David and I are supposed to get coffee after school, but we don’t. It’s one of those days when the sun is out, the temperature is mild, and it feels like the entire earth is in bloom. So many people are on the streets that it looks like the whole world canceled work.
“Let’s hang at the park,” David says.
For the next two hours, we revisit our childhood. We sit on the cool metal swings and see who can swing the highest. We wait in line with two-year-olds to have a turn going down the slide. We sit on the seesaw and each of us tries to bump the other one up into the air like a missile, and then we run to the parallel bars and use our hands to cross them, even though I can’t get to the end and David can.
“I’ll walk you home,” he says as we head for the path through the park. By the time we reach my block we’re starved, so we stop for pizza.
“Is it okay if I order pepperoni?”
He cocks his head to the side. “Why wouldn’t it be?”
“I thought the pepperoni might adulterate it.” I’m deadpan. “Maybe it isn’t the way purists order pizza.”
“It’s totally different from coffee with all the additives,” he says. The word comes out as if he meant cyanide. “Pepperoni is definitely allowed.”
It’s four thirty in the afternoon and we’re at Ray’s Pizza. We’re swiveling left and right on squeaky stools like we’re dancing in place to the music. We’re facing a wall of mirrors, and we’re watching the pizza maker using his clenched fist like a pottery wheel to miraculously spin out a pizza crust from a mound of dough.
David is not wearing eye makeup today. His long eyelashes are a curious mix of brown and blond like some of them got sun bleached, and some didn’t. He has amazing eyes. They’re brown flecked with green, and I swear they change color with his moods, getting deeper when he’s serious or angry, and almost electric green when he’s laughing or fooling around.
There’s a tiny yellow dot of pizza oil on the side of his lip that I’m tempted to wipe away as an excuse to touch him. He’s drinking Coke from a can and staring at me over the rim. The light beams he’s sending out are going through my pounding heart, every one a bull’s-eye, sending tiny shock waves through me. The corners of my mouth turn up.
Yes, I have a definite crush on him.
He smiles and nods ever so slightly while he drinks.
He knows.
I don’t have to say things for him to figure them out.

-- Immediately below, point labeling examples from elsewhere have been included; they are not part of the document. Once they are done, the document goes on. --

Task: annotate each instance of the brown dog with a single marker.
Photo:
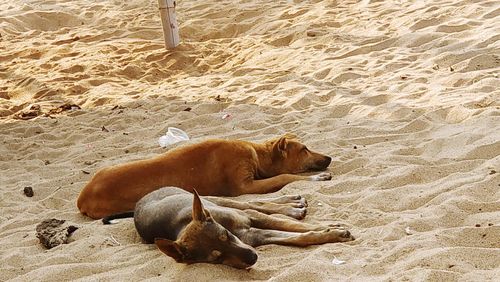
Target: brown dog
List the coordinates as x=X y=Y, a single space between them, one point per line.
x=192 y=230
x=214 y=167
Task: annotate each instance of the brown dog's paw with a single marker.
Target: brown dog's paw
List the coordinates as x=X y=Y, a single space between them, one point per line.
x=298 y=213
x=321 y=176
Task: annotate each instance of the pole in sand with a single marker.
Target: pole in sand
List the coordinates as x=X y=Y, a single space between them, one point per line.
x=169 y=23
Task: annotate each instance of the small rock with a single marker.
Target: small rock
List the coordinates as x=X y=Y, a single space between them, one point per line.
x=28 y=191
x=52 y=233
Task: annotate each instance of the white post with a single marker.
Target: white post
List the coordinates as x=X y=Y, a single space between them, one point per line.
x=169 y=23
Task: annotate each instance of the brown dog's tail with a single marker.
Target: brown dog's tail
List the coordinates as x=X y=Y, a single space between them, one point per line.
x=109 y=218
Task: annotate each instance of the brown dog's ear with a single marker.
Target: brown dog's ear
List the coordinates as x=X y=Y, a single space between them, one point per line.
x=170 y=248
x=290 y=135
x=279 y=147
x=199 y=213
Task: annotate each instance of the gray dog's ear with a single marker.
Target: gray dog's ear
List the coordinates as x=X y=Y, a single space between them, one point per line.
x=170 y=248
x=199 y=212
x=279 y=147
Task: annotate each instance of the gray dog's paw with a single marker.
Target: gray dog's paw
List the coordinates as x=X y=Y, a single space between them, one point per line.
x=322 y=176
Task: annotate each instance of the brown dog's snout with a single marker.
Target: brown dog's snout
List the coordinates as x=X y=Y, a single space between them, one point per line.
x=324 y=162
x=251 y=258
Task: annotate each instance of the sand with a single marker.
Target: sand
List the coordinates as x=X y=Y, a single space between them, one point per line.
x=403 y=94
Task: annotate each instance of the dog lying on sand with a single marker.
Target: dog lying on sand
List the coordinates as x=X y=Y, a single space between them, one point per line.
x=213 y=167
x=191 y=229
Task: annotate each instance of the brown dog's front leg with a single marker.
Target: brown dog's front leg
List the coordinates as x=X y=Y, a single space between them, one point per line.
x=296 y=210
x=271 y=184
x=330 y=235
x=264 y=221
x=275 y=183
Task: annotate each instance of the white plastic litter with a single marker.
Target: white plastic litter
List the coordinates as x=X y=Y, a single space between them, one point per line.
x=336 y=261
x=173 y=135
x=408 y=230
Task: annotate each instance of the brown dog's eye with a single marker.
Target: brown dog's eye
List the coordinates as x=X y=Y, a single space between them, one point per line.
x=224 y=236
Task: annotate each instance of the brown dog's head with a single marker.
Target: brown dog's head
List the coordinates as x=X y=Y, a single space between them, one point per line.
x=205 y=240
x=291 y=156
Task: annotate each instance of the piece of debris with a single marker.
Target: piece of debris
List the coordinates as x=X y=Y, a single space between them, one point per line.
x=53 y=232
x=337 y=261
x=111 y=241
x=32 y=112
x=311 y=33
x=63 y=108
x=28 y=191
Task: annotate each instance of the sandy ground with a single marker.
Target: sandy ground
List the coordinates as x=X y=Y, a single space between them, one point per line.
x=403 y=94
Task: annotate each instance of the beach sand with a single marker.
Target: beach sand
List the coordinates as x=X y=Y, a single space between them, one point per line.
x=404 y=95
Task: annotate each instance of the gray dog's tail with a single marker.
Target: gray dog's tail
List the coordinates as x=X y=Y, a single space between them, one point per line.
x=109 y=218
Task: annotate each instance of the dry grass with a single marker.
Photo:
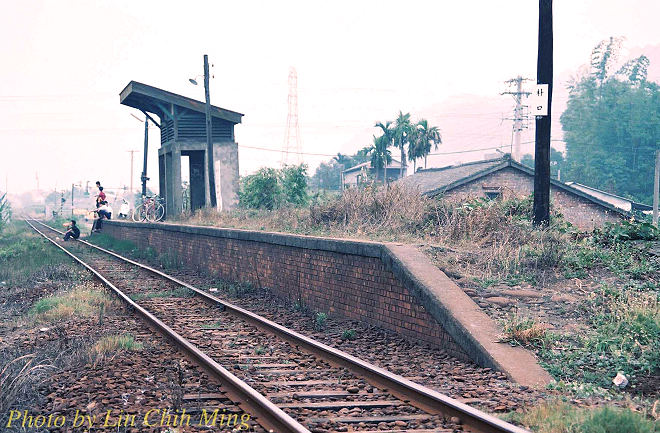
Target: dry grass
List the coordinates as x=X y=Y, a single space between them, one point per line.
x=19 y=374
x=111 y=344
x=523 y=331
x=496 y=236
x=561 y=417
x=83 y=300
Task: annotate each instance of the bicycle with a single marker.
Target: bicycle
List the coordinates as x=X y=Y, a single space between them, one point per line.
x=151 y=209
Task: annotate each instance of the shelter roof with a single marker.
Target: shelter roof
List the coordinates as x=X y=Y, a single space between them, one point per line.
x=157 y=101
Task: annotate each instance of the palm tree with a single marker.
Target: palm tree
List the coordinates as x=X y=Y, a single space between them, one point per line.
x=381 y=156
x=428 y=137
x=402 y=132
x=415 y=150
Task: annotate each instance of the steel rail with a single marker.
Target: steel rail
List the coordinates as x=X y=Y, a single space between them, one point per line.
x=267 y=413
x=410 y=392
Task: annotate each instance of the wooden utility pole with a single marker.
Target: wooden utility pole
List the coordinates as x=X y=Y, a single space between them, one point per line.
x=131 y=152
x=542 y=149
x=209 y=134
x=656 y=187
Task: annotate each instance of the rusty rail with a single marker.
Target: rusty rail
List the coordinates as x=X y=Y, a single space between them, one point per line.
x=262 y=410
x=410 y=392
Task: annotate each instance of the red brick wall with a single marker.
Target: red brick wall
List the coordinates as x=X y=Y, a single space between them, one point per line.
x=577 y=210
x=354 y=286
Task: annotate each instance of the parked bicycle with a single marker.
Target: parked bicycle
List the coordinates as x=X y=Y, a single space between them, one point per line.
x=152 y=209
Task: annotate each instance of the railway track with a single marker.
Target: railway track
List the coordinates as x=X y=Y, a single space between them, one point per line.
x=287 y=382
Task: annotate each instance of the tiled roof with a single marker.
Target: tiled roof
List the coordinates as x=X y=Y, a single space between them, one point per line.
x=434 y=181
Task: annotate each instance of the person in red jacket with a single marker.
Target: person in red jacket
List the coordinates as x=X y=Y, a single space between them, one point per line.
x=101 y=195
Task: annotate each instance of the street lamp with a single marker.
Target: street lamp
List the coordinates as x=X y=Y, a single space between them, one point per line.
x=209 y=138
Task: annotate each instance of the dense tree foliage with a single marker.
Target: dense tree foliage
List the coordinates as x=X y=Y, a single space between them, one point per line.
x=612 y=126
x=270 y=188
x=380 y=157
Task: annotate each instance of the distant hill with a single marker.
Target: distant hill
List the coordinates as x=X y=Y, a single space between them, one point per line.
x=471 y=122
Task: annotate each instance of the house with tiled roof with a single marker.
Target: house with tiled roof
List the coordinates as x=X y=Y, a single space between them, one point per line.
x=582 y=206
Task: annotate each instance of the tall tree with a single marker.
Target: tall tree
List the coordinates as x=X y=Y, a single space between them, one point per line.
x=402 y=132
x=428 y=138
x=381 y=157
x=612 y=127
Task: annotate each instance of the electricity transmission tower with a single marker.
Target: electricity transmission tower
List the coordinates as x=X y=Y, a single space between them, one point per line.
x=520 y=112
x=292 y=141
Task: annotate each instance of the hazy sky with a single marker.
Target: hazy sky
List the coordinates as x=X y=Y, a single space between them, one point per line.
x=65 y=62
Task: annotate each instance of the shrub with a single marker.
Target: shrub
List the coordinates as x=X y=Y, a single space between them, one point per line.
x=626 y=231
x=519 y=331
x=270 y=188
x=5 y=212
x=260 y=190
x=294 y=184
x=607 y=420
x=560 y=417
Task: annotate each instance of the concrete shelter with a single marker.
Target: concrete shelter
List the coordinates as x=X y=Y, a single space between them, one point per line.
x=183 y=133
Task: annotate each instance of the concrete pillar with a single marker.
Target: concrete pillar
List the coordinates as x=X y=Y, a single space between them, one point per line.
x=177 y=190
x=225 y=158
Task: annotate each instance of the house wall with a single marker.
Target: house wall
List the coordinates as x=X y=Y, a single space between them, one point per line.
x=577 y=210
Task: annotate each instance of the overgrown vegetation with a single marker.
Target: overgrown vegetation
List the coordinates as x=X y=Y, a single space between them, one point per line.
x=111 y=344
x=5 y=212
x=26 y=258
x=610 y=125
x=83 y=300
x=320 y=320
x=493 y=243
x=271 y=188
x=561 y=417
x=525 y=332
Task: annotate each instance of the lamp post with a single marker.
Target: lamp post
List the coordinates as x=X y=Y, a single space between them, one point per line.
x=209 y=132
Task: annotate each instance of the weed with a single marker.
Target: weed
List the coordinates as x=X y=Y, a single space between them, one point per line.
x=349 y=334
x=215 y=325
x=560 y=417
x=84 y=300
x=320 y=320
x=525 y=332
x=111 y=344
x=25 y=257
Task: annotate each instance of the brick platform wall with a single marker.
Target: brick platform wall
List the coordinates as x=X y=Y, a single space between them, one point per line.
x=342 y=278
x=577 y=210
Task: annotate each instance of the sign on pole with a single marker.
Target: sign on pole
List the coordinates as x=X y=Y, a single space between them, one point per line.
x=538 y=100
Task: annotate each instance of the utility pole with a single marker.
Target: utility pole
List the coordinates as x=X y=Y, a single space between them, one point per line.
x=131 y=152
x=519 y=116
x=292 y=140
x=542 y=147
x=209 y=136
x=656 y=188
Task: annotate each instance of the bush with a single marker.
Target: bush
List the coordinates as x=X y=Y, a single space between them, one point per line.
x=560 y=417
x=5 y=212
x=294 y=184
x=626 y=231
x=608 y=420
x=260 y=190
x=394 y=208
x=270 y=188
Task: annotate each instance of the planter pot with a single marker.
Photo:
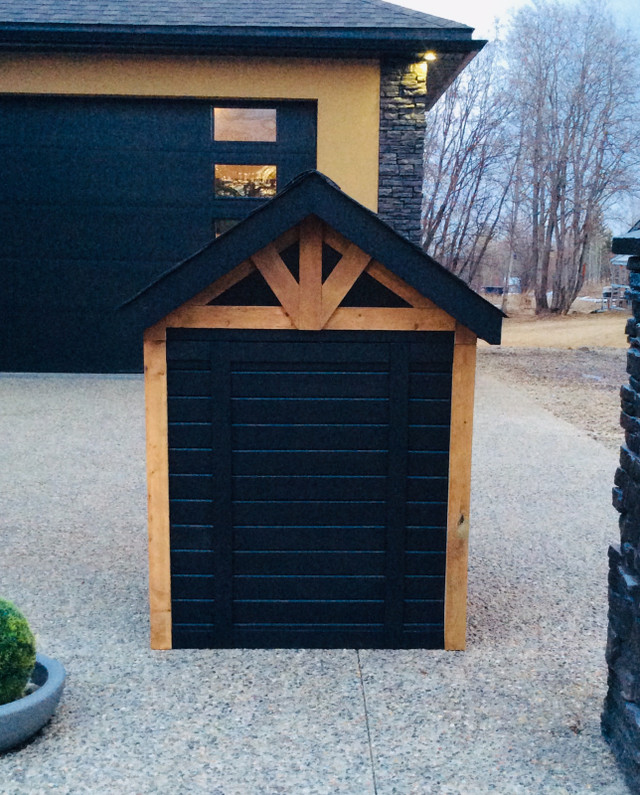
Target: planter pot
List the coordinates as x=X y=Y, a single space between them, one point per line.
x=24 y=717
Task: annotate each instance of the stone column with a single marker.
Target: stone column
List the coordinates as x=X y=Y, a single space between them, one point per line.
x=621 y=715
x=403 y=95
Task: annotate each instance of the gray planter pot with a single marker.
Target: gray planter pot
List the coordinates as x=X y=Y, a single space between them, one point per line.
x=24 y=717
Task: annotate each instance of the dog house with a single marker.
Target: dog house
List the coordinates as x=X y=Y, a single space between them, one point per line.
x=309 y=391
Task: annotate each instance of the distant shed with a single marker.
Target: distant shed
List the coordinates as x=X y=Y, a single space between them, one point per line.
x=309 y=386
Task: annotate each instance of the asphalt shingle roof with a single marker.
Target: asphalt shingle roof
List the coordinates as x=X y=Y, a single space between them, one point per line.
x=223 y=13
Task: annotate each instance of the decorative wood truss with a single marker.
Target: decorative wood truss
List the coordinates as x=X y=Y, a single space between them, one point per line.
x=310 y=303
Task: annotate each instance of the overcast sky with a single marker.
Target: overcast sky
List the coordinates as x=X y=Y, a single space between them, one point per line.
x=480 y=14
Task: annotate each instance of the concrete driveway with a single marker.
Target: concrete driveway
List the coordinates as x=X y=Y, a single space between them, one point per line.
x=518 y=712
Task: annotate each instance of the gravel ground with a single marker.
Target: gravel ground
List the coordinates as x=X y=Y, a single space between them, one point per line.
x=581 y=386
x=518 y=712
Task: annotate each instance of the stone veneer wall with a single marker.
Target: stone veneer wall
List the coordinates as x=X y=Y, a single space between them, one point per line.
x=403 y=95
x=621 y=716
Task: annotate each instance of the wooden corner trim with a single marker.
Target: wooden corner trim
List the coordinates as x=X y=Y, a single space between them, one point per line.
x=462 y=395
x=155 y=378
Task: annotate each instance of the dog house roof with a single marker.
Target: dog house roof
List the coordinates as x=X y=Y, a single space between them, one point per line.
x=314 y=194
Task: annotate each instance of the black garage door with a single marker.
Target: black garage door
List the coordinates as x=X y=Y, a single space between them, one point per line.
x=100 y=196
x=308 y=487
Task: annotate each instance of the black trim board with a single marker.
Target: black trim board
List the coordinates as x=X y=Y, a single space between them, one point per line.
x=314 y=194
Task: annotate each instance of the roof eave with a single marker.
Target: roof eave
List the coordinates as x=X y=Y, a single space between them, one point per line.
x=356 y=42
x=627 y=244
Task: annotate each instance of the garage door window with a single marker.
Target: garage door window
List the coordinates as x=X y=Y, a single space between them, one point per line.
x=245 y=181
x=244 y=124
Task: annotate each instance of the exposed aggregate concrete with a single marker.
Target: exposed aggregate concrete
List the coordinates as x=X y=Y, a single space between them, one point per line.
x=518 y=712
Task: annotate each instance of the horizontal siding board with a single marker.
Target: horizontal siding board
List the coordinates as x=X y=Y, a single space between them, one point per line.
x=309 y=587
x=426 y=463
x=429 y=514
x=191 y=487
x=309 y=437
x=424 y=587
x=179 y=351
x=190 y=434
x=194 y=587
x=309 y=539
x=188 y=383
x=426 y=539
x=193 y=611
x=189 y=409
x=427 y=488
x=316 y=383
x=284 y=411
x=424 y=611
x=306 y=513
x=429 y=437
x=429 y=411
x=192 y=561
x=311 y=563
x=311 y=462
x=190 y=462
x=312 y=612
x=192 y=537
x=430 y=385
x=302 y=487
x=192 y=512
x=425 y=563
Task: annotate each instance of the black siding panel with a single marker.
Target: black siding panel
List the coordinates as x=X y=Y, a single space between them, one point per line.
x=308 y=488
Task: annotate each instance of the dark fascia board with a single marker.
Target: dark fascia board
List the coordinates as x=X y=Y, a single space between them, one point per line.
x=313 y=194
x=627 y=244
x=354 y=42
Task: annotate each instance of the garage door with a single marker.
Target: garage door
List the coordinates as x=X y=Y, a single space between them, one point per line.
x=100 y=196
x=308 y=487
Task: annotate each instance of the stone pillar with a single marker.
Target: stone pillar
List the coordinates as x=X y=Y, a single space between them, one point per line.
x=621 y=715
x=403 y=95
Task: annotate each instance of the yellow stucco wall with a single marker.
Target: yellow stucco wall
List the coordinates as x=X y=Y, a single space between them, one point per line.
x=347 y=92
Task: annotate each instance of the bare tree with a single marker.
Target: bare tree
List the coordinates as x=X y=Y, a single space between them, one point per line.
x=469 y=165
x=575 y=93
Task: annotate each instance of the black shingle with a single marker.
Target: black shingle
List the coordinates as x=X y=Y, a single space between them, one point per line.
x=223 y=13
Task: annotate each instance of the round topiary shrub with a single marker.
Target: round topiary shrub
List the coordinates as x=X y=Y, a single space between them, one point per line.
x=17 y=652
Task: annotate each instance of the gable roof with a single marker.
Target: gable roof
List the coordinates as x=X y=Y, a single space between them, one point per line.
x=308 y=28
x=314 y=194
x=226 y=13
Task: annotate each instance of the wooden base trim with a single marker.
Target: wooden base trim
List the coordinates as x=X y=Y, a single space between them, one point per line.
x=155 y=379
x=462 y=392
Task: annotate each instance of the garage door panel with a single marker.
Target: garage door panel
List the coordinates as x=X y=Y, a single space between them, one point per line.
x=96 y=178
x=126 y=235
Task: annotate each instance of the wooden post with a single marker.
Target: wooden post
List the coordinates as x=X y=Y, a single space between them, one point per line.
x=462 y=390
x=155 y=380
x=310 y=295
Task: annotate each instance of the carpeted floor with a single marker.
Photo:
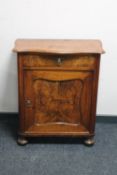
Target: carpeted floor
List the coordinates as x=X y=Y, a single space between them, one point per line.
x=58 y=156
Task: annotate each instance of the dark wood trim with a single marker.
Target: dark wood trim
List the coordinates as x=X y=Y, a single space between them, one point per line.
x=99 y=118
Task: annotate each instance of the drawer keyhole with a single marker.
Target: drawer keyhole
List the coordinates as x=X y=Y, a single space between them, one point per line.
x=28 y=103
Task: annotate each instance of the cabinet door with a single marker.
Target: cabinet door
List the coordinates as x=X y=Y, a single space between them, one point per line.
x=57 y=102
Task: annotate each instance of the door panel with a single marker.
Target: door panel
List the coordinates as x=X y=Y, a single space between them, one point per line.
x=56 y=100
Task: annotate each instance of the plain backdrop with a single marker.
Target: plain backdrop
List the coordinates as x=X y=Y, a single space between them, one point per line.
x=59 y=19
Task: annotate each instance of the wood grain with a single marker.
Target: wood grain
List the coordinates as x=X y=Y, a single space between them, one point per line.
x=58 y=46
x=57 y=92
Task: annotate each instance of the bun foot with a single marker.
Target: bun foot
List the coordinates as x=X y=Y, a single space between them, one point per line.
x=89 y=141
x=22 y=141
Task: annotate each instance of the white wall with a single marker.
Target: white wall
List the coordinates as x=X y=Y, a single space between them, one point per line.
x=58 y=19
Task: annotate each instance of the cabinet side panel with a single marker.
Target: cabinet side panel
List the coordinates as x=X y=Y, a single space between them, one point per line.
x=21 y=94
x=94 y=94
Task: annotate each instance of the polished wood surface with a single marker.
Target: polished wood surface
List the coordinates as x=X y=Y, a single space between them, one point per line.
x=58 y=46
x=57 y=94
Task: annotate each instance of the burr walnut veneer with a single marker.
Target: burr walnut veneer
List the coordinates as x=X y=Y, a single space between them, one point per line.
x=58 y=82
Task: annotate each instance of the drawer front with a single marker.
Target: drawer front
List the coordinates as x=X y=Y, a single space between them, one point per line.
x=68 y=61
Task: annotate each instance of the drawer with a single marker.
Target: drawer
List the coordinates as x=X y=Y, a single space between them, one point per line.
x=75 y=61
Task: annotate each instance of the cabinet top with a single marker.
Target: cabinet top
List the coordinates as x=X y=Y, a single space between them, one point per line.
x=58 y=46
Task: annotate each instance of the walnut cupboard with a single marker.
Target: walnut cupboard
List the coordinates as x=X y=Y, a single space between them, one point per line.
x=58 y=82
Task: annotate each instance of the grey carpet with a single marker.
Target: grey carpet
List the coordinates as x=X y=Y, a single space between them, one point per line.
x=58 y=156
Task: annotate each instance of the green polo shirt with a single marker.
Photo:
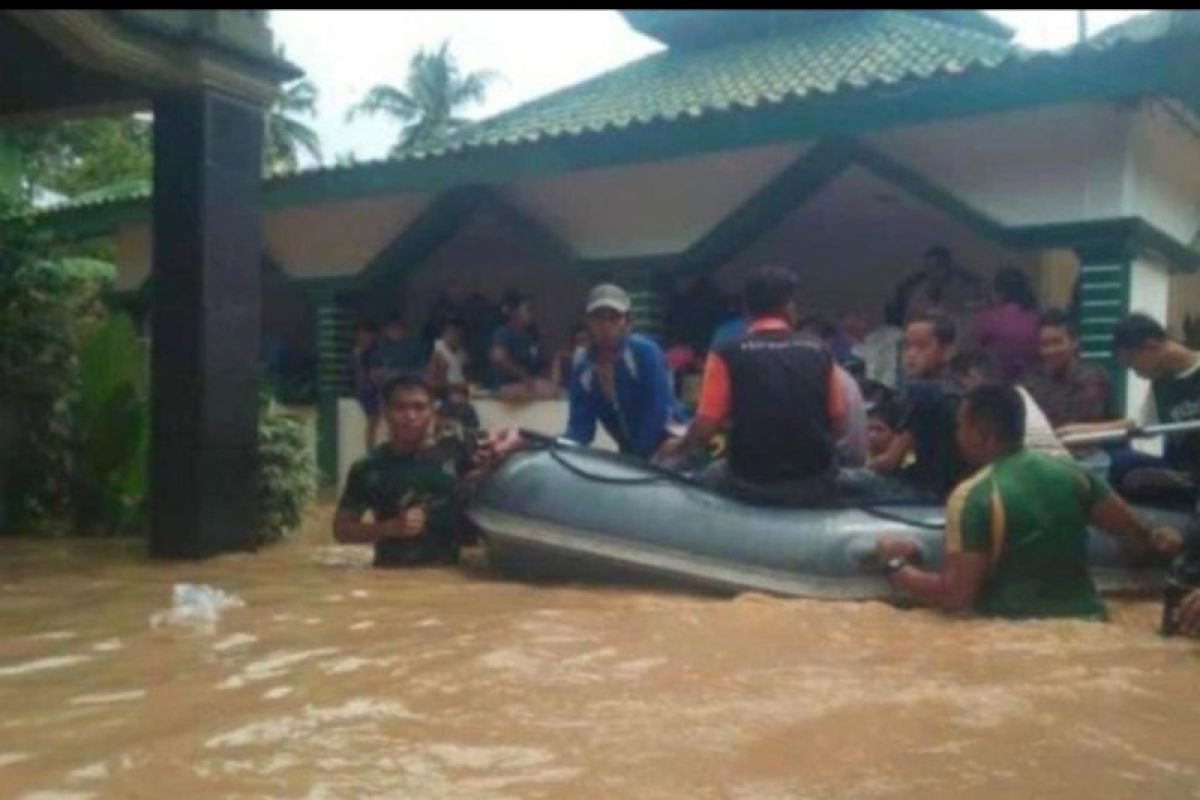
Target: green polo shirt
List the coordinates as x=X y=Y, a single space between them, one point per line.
x=1027 y=512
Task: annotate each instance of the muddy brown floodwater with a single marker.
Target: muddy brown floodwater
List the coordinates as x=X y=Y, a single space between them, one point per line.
x=336 y=680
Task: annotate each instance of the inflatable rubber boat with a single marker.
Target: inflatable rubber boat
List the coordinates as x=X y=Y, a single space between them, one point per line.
x=575 y=513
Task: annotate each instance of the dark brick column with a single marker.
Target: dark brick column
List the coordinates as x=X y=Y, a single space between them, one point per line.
x=205 y=317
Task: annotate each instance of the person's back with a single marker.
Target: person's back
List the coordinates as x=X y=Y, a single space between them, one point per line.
x=930 y=410
x=1011 y=334
x=777 y=390
x=779 y=380
x=930 y=403
x=1031 y=510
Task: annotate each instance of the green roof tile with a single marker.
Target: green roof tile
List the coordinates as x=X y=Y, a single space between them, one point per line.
x=845 y=53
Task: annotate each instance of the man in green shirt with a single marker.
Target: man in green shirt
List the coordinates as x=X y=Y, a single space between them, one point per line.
x=1017 y=530
x=414 y=485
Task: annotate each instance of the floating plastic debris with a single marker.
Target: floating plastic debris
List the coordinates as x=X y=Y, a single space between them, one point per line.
x=196 y=606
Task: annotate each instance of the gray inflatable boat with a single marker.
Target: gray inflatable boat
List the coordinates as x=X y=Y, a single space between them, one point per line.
x=574 y=513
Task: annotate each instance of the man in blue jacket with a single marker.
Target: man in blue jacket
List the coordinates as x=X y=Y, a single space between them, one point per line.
x=622 y=380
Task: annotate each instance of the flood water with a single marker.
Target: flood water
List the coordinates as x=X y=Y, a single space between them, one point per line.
x=336 y=680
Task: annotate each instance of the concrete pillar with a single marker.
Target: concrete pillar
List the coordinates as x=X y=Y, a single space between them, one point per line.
x=205 y=322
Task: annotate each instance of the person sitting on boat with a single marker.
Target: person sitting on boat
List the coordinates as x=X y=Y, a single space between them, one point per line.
x=1017 y=530
x=852 y=444
x=778 y=390
x=414 y=485
x=930 y=402
x=622 y=380
x=448 y=365
x=1068 y=390
x=1174 y=371
x=882 y=423
x=976 y=367
x=456 y=405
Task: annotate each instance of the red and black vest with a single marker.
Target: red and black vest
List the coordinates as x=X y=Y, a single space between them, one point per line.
x=780 y=427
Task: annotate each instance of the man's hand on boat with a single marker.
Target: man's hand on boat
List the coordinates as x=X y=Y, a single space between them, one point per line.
x=492 y=449
x=409 y=524
x=898 y=547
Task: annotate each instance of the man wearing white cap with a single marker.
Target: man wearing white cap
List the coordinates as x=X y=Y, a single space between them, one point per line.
x=622 y=380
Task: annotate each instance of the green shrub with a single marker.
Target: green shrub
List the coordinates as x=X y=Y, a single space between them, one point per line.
x=47 y=308
x=287 y=469
x=112 y=423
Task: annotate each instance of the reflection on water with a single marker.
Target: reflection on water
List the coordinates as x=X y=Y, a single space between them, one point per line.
x=335 y=680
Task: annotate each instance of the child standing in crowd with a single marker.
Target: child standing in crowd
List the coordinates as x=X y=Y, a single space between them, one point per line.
x=448 y=367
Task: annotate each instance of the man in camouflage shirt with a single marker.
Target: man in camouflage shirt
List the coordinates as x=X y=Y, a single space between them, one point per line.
x=417 y=483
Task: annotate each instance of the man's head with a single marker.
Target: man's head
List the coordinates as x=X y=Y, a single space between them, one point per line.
x=407 y=409
x=771 y=292
x=937 y=262
x=973 y=368
x=394 y=328
x=991 y=423
x=607 y=316
x=1141 y=344
x=516 y=308
x=453 y=331
x=1057 y=342
x=928 y=344
x=882 y=420
x=365 y=332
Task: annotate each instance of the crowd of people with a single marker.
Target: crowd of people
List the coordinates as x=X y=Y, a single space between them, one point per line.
x=967 y=401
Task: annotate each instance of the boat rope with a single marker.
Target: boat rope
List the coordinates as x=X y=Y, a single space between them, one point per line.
x=660 y=475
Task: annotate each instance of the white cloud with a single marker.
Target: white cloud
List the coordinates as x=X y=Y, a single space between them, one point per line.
x=537 y=52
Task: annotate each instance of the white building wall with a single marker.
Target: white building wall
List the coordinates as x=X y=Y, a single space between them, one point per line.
x=1062 y=163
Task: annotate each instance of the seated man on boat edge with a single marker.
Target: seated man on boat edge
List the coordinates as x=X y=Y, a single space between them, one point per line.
x=1017 y=530
x=778 y=391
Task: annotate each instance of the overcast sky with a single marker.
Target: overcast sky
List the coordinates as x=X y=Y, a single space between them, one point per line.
x=535 y=52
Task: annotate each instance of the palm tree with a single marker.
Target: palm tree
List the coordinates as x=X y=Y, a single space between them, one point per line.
x=427 y=106
x=285 y=134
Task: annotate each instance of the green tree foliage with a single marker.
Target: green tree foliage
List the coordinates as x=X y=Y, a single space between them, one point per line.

We seem to communicate chemically on some deep, instinctual level.
Stealthily, he slides his camera out of his pocket and snaps my picture. Just one. No long continuous string of clicks. He looks down at it with a half smile on his face and holds the camera out to me.
I look at it and sit up straighter on the stool. “Not bad.”
“Wrong,” he says, shaking his head. “Beautiful.”